Prompt Injection
Prompt Injection is an attack technique that manipulates AI using instructions secretly planted in documents or web pages. It is a representative security threat in the AI agent era.
Prompt injection is an attack that secretly plants malicious instructions in documents, web pages, and emails that the AI will read, causing the AI to follow the attacker's instructions instead of the original owner's instructions. It can be compared to inserting a note saying “Please give me your wallet” in a letter to be delivered to an errand boy.
As AI has evolved beyond simple chatbots into agents that read emails and handle files, the problem that the moment external content is read becomes a conduit for attack has been highlighted. This problem arises from AI's inability to fundamentally distinguish between data and commands, making complete blocking difficult, and is considered a top priority in the field of AI security.
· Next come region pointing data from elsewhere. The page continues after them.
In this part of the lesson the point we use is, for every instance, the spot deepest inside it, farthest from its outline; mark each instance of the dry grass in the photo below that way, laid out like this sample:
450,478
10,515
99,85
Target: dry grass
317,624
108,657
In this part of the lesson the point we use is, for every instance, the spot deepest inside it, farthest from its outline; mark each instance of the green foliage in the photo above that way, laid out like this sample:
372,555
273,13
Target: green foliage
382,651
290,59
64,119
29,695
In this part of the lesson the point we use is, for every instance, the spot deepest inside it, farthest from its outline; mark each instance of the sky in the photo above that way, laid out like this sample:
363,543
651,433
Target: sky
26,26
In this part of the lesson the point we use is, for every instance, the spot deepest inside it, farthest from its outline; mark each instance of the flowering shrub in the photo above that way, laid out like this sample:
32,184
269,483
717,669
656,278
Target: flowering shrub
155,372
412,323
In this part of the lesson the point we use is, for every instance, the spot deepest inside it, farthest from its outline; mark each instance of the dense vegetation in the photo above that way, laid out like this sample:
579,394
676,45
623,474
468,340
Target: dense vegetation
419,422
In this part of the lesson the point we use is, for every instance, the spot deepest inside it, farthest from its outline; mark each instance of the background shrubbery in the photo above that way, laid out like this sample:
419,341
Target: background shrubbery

It is easy to confuse it with jailbreaking, in which users unlock AI restrictions through conversation, but prompt injection is different in that a third party manipulates another person's AI through content.
✅ Why it matters
- This is a representative security threat that you must be aware of before introducing an AI agent
- It is a standard for judging the risk of giving sensitive permissions to AI
- It is an essential consideration when designing an AI function that reads external documents
⚠️ Limits and debates
- It is difficult to completely defend because it is a structural problem that does not distinguish between data and commands
- Attack text can be hidden from view, making detection difficult
- As the agent's authority increases, the scale of damage also increases.